WASHINGTON -- Record crowds expected for President-elect Barack Obama's inauguration are prompting unique law enforcement strategies, including an unprecedented deployment of technology and a small army of officers and military personnel, senior security officials say.

"Every element of the plan had to be tweaked to consider crowd control," Washington Police Chief Cathy Lanier says.

The FBI worried that crowds will slow responses to potential emergencies for the first time is outfitting at least 100 teams of specialists in hazardous materials, weapons of mass destruction and hostage rescue with global positioning devices, said Christopher Combs, an FBI supervisory agent involved in the inaugural security operation.

Supervisors at a local command center will track the teams on large screens so they can be quickly dispatched to possible crises.

A separate cellular telephone network is being tested for use by emergency officials in case existing systems are overloaded, as occurred in the hours after the Sept. 11, 2001, terror attacks.

"One of the reasons the assets required (for this inauguration) have doubled, even tripled is not because of the (terror) threat, but because of the number of people coming," Combs said. "A problem can be magnified 10 times because of the size of the crowd."
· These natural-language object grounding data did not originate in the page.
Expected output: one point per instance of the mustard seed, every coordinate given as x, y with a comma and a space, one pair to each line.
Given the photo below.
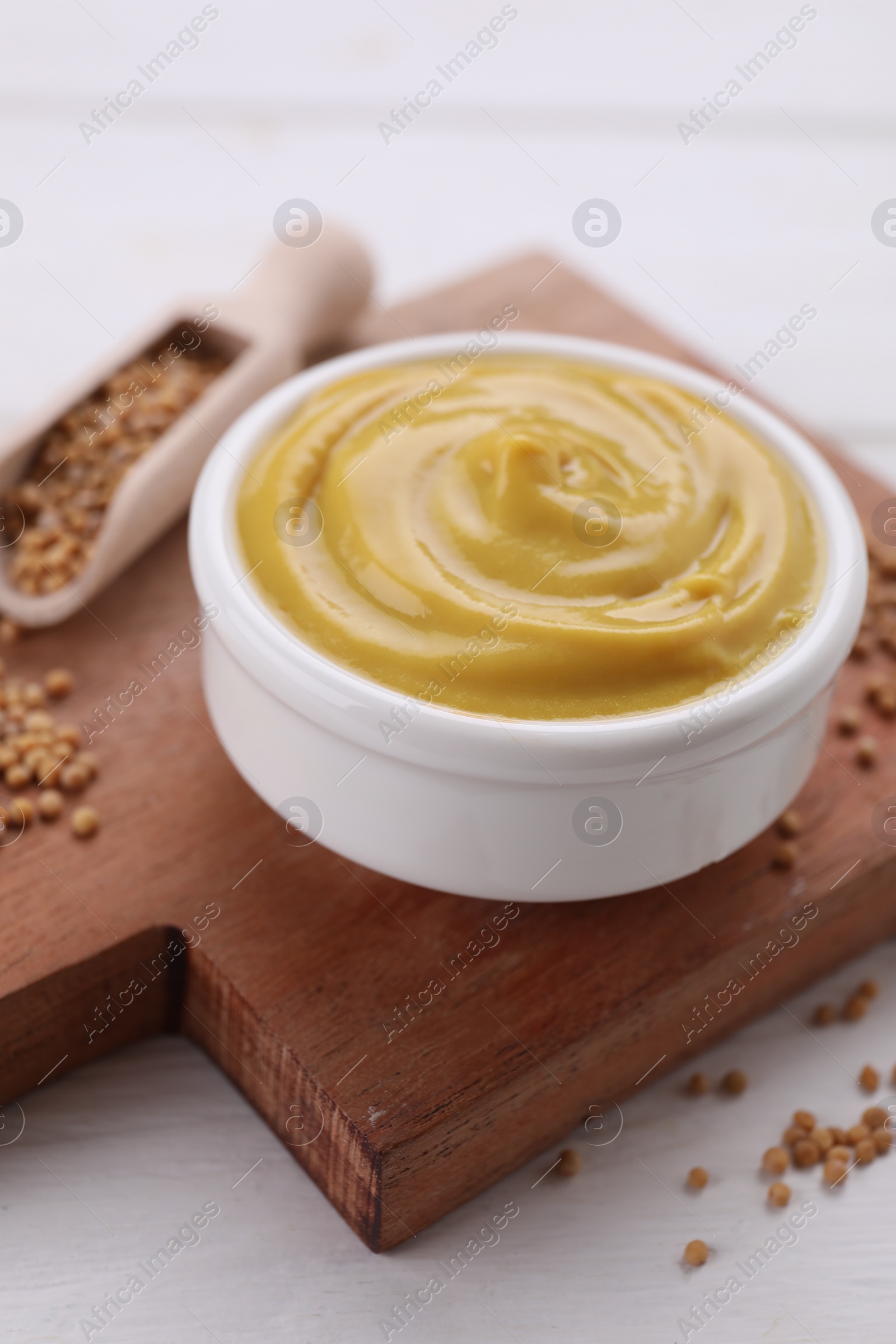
834, 1171
570, 1159
85, 822
886, 702
866, 1151
875, 1117
22, 812
48, 772
806, 1154
823, 1139
58, 682
696, 1253
50, 804
883, 1139
870, 1079
735, 1082
16, 776
786, 855
867, 752
850, 721
74, 777
874, 684
855, 1009
776, 1160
John Perren, counterterrorism chief at the FBI's Washington field office, said there are no credible threats against inaugural activities. Yet because of the "anticipated crowd size," he said, it is important for "all of us to be looking at the same sheet of music." District of Columbia Mayor Adrian Fenty and other officials predict crowds will top the record 1.2 million at Lyndon Johnson's inauguration.

Northwestern University professor Hani Mahmassani said he has been advising the district's Metropolitan Police and officials about crowd control strategies. Mahmassani, a civil and environmental engineering professor, has studied crowd behavior and the deadly stampedes that have marred annual Muslim pilgrimages to Mecca.